This is the foundation post for a series I’m writing on GPU capacity and scheduling — the mental model I keep reaching for, and the one the rest of the series builds on.
TL;DR
A GPU cluster is not one system. It is four stacked systems, and almost every painful production incident I have seen comes from confusing two of them. The four layers:
- Capacity supply — a reserved pool of hardware you have a claim on.
- Provisioning — turning that pool into running machines (nodes).
- Scheduling — placing units of work (pods) onto those machines.
- Workload — the training or inference job that actually burns the GPU.
The one idea to hold onto: these are four different systems, usually owned by different people — and until you can name them separately, you can’t really reason about a GPU cluster at all.
Motivation: a map before the territory
No war story here — and I want to be upfront about that. This is a foundations piece: the mental model the rest of the series builds on, and honestly the one I wish someone had drawn for me when I was first piecing GPU infrastructure together. The war stories come later — co-location, preemption, reclaim — and this is just the shared vocabulary that makes them land.
The everyday pain it solves: “My pod is Pending” is one of the most common things said about a GPU cluster — and it is almost useless as a description, because Pending can mean four completely different things, owned by four different people:
- the capacity team says “the reservation is active, we’re paying for it”
- the platform team says “there are pods Pending”
- the scheduler says “I have nothing to place them on”
All three can be true at the same time, and each points at a different layer. Without a shared map, that conversation goes in circles; with one, it resolves in a sentence. The rest of this post is that map. (Actually debugging that shared “Pending” symptom is its own post — 0.3; here I just want the map itself.)
Before we start
You’ll get the most from this if you know roughly what a Kubernetes pod and node are, and that a GPU is a requestable resource.
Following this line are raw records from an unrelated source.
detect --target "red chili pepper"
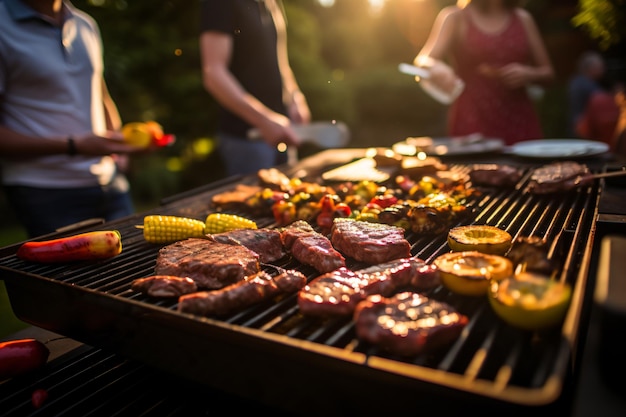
[16,230,122,263]
[30,388,48,408]
[0,339,50,381]
[335,203,352,217]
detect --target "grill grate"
[0,152,599,409]
[0,345,290,417]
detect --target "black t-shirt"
[200,0,286,136]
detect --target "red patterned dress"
[448,10,543,145]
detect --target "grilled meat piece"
[330,218,411,265]
[207,228,287,263]
[354,292,469,356]
[298,257,441,316]
[178,270,306,317]
[528,161,593,194]
[469,164,522,187]
[281,220,346,273]
[130,275,198,297]
[155,238,260,289]
[506,236,559,276]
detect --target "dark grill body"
[0,148,600,415]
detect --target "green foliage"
[572,0,626,49]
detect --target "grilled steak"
[281,220,346,273]
[469,164,522,187]
[506,236,560,275]
[178,270,306,316]
[155,239,260,289]
[298,257,440,316]
[528,161,593,194]
[330,218,411,265]
[130,275,198,297]
[354,292,469,356]
[207,228,287,263]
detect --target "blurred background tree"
[0,0,626,333]
[0,0,626,243]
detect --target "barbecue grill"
[0,149,612,415]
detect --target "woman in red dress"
[414,0,554,145]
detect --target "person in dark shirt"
[567,51,605,137]
[200,0,311,175]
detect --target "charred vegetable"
[143,215,205,243]
[16,230,122,263]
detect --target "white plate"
[508,139,609,159]
[392,135,504,156]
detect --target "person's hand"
[73,132,152,155]
[288,91,311,124]
[259,113,302,147]
[428,60,458,92]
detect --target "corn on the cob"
[143,215,205,243]
[204,213,257,234]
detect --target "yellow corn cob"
[204,213,257,234]
[143,215,205,243]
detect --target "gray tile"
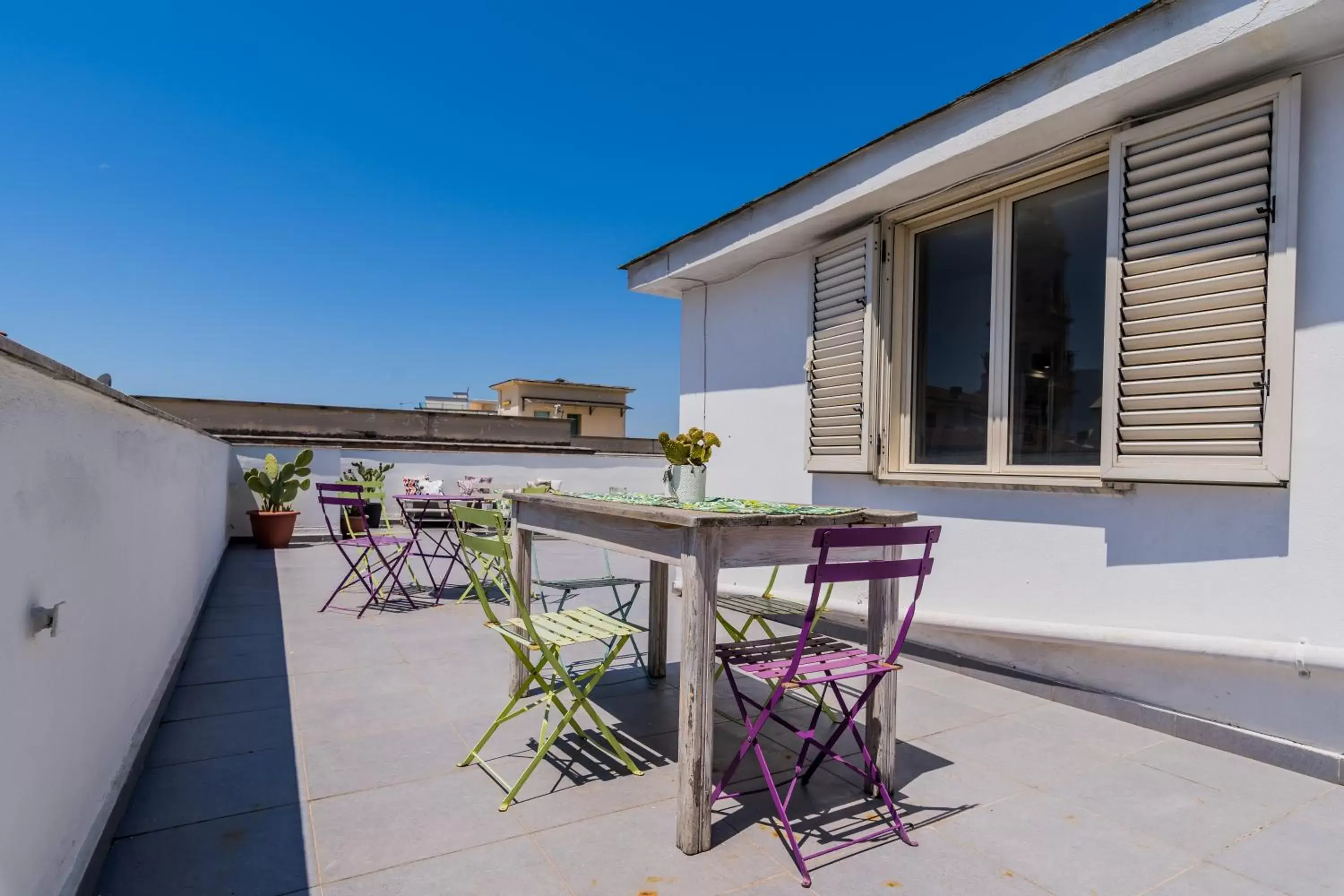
[1047,759,1279,856]
[491,737,677,831]
[324,837,570,896]
[925,716,1111,787]
[304,721,466,799]
[536,801,788,896]
[887,740,1025,822]
[290,663,422,705]
[296,689,448,750]
[145,708,294,768]
[1211,817,1344,896]
[286,637,403,676]
[896,669,1051,716]
[177,638,289,685]
[1130,740,1336,811]
[117,750,300,837]
[896,686,993,740]
[94,803,316,896]
[195,604,284,638]
[309,772,524,884]
[793,827,1047,896]
[1292,787,1344,833]
[164,676,289,721]
[187,634,285,659]
[1149,862,1284,896]
[1013,702,1172,756]
[938,791,1195,896]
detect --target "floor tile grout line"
[112,799,302,844]
[160,704,289,725]
[1121,737,1339,811]
[527,831,577,896]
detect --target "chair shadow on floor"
[595,663,978,869]
[468,663,977,868]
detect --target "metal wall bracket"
[28,600,65,638]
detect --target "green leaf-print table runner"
[552,491,855,516]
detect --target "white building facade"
[626,0,1344,778]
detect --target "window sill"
[876,473,1133,494]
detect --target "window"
[1008,173,1106,466]
[876,78,1300,485]
[892,161,1107,477]
[914,211,993,465]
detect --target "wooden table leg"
[648,560,668,678]
[864,537,900,795]
[508,522,532,696]
[676,526,722,856]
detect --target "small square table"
[508,493,917,854]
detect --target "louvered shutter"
[806,227,878,473]
[1102,79,1297,482]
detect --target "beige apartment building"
[491,379,634,437]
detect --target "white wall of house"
[228,445,667,536]
[0,356,230,895]
[680,59,1344,751]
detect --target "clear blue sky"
[0,0,1141,435]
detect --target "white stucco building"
[626,0,1344,779]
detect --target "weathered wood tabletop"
[509,494,917,854]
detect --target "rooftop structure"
[491,379,634,437]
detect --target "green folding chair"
[454,508,645,811]
[714,567,837,721]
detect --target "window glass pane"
[911,211,993,465]
[1009,175,1106,466]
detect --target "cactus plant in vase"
[243,448,313,549]
[659,426,723,504]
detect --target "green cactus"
[345,461,396,482]
[243,448,313,513]
[659,426,723,466]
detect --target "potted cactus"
[243,448,313,549]
[341,461,396,529]
[659,426,723,504]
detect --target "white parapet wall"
[0,339,231,896]
[228,445,667,537]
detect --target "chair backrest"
[453,505,516,637]
[785,525,942,680]
[317,482,367,541]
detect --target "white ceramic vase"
[668,463,708,504]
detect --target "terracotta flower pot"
[247,510,298,551]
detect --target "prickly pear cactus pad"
[555,491,855,516]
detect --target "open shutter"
[806,226,878,473]
[1102,78,1298,483]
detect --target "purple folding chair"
[317,482,415,618]
[711,525,942,887]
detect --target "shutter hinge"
[1255,196,1278,224]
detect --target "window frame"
[878,152,1109,486]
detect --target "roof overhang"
[622,0,1344,298]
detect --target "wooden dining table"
[509,493,917,854]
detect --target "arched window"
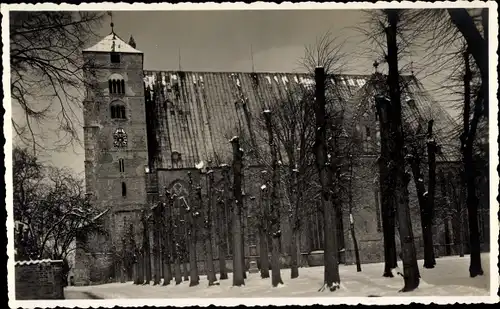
[108,73,125,94]
[110,101,127,119]
[118,159,125,173]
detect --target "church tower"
[74,24,148,283]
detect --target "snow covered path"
[67,254,490,299]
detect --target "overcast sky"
[9,10,456,173]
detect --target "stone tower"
[74,32,148,284]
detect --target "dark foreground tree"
[405,120,436,268]
[231,136,245,286]
[161,188,174,286]
[382,9,420,292]
[9,11,105,150]
[411,8,490,277]
[314,67,340,292]
[217,164,231,280]
[186,172,201,286]
[12,148,108,282]
[141,210,152,284]
[205,170,219,286]
[263,110,283,287]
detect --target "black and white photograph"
[1,1,500,308]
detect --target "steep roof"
[144,71,458,168]
[83,33,142,54]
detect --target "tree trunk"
[375,97,397,278]
[290,228,299,279]
[410,154,436,268]
[135,248,144,284]
[240,201,247,279]
[423,120,437,268]
[350,154,361,272]
[464,147,484,278]
[258,188,269,279]
[161,197,173,286]
[461,50,488,278]
[314,67,340,292]
[217,165,230,280]
[288,166,302,279]
[174,256,182,285]
[231,136,245,286]
[205,171,219,286]
[185,172,201,286]
[349,218,361,272]
[153,205,161,285]
[142,217,151,284]
[263,110,283,287]
[385,9,420,292]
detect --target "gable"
[144,71,458,169]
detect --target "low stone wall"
[15,260,64,300]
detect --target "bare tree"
[231,136,245,286]
[405,120,437,268]
[217,164,232,280]
[314,67,340,292]
[12,147,110,282]
[9,11,104,152]
[186,172,202,286]
[263,110,283,287]
[404,8,489,277]
[384,9,420,292]
[204,170,219,286]
[161,188,174,286]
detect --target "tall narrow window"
[118,159,125,173]
[110,101,127,119]
[111,53,120,63]
[120,106,125,119]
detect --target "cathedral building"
[73,32,464,284]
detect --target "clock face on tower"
[113,128,127,148]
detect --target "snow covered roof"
[14,259,63,266]
[84,33,142,54]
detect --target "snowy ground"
[66,254,490,299]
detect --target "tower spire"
[128,35,137,48]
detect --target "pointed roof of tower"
[84,32,143,54]
[128,35,137,48]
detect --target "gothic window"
[108,73,125,94]
[110,53,120,63]
[110,102,127,119]
[113,128,128,148]
[118,159,125,173]
[122,182,127,197]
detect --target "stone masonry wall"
[15,260,64,300]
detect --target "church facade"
[73,33,468,284]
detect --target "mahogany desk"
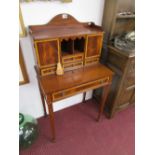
[35,64,113,140]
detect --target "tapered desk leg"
[38,83,47,117]
[97,85,111,121]
[48,103,55,142]
[82,92,86,102]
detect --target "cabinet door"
[35,40,58,67]
[86,35,102,58]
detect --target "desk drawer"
[62,54,83,64]
[41,66,56,76]
[52,77,110,101]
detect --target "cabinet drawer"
[62,54,83,64]
[52,77,110,101]
[64,62,83,71]
[85,57,99,65]
[41,66,56,76]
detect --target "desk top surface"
[38,64,113,94]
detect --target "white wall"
[19,0,104,118]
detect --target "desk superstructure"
[29,14,113,140]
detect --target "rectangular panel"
[41,66,56,76]
[86,35,102,57]
[53,77,109,101]
[62,54,83,64]
[36,40,58,67]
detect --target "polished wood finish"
[38,64,113,140]
[102,0,135,40]
[93,0,135,117]
[19,43,29,85]
[29,14,113,141]
[93,45,135,118]
[29,14,104,76]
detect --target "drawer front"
[41,66,56,76]
[63,62,83,71]
[62,54,83,64]
[85,57,99,65]
[52,77,110,101]
[124,59,135,88]
[107,49,127,72]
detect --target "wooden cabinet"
[93,46,135,117]
[29,14,104,76]
[93,0,135,117]
[102,0,135,43]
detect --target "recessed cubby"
[61,39,74,55]
[74,37,85,53]
[61,37,85,56]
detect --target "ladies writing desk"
[29,14,113,140]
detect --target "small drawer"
[41,66,56,76]
[62,54,83,64]
[52,77,110,101]
[85,57,99,65]
[64,62,83,71]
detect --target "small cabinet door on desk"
[35,39,59,68]
[85,35,103,64]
No specific scheduler required, and the demo runs on kind + any container runtime (Docker / Podman / Colima) — no GPU hardware. By the end you should be able to drop any “my pod is stuck” problem onto the right layer in about a minute.
The mental model (one diagram)
WHAT IT IS FAILS LOOK LIKE
┌─────────────────────────────────────────────────────────────────────┐
│ L4 WORKLOAD the training / inference "loss diverged", │
│ (consumes GPUs) job that burns the GPU OOM, NCCL hang │
├─────────────────────────────────────────────────────────────────────┤
│ L3 SCHEDULING place / share / preempt pod Pending: │
│ (the scheduler) units of work onto nodes "no node fits" │
├─────────────────────────────────────────────────────────────────────┤
│ L2 PROVISIONING turn the pool into node NotReady, │
│ (autoscaler) actual running machines launch stuck │
├─────────────────────────────────────────────────────────────────────┤
│ L1 CAPACITY SUPPLY the reserved pool of "no capacity", │
│ (reservations) hardware you can claim alloc errors │
└─────────────────────────────────────────────────────────────────────┘
▲ │
└──────── the SEAM (L1 ↔ L3): pool ⇄ schedulable ────┘
where paid-for capacity goes idle
Read it bottom-up, because that is the direction capacity actually flows:
| Layer | Noun | Question it answers | Who owns it (typically) |
|---|---|---|---|
| L1 Capacity supply | a reserved pool | ”Do I have a claim on hardware at all?“ | capacity / FinOps |
| L2 Provisioning | a running machine | ”Is that claim a live, Ready node?“ | platform / autoscaler |
| L3 Scheduling | a unit of work | ”Will this pod be placed on a node?“ | scheduler / platform |
| L4 Workload | the job | ”Is the placed work actually correct & efficient?“ | the ML team |
The trick is that the symptom almost always shows up at L3 (“my pod is Pending”) regardless of which layer is actually broken. L3 is the messenger. The model is how you stop shooting the messenger.
Walking the layers
L1 — Capacity supply. This is the right to hardware, not the hardware running. A reservation, a capacity block, a quota grant. Crucial property: you can be billed at L1 while having nothing at L2. A reserved pool that is “active” but not yet turned into nodes is pure cost with zero capability. Failures here sound like “insufficient capacity” — every cloud has its own name for it (AWS InsufficientInstanceCapacity, GCP ZONE_RESOURCE_POOL_EXHAUSTED, Azure AllocationFailed) — or simply “quota is zero.”
L2 — Provisioning. This converts a claim into a Ready node. An autoscaler asks L1 for machines and waits 30s–5min for them to boot, join the cluster, and pass health checks. Failures here: nodes stuck NotReady, GPU driver/device-plugin not installed yet, launch hanging. From L3’s point of view, a node mid-provision does not exist.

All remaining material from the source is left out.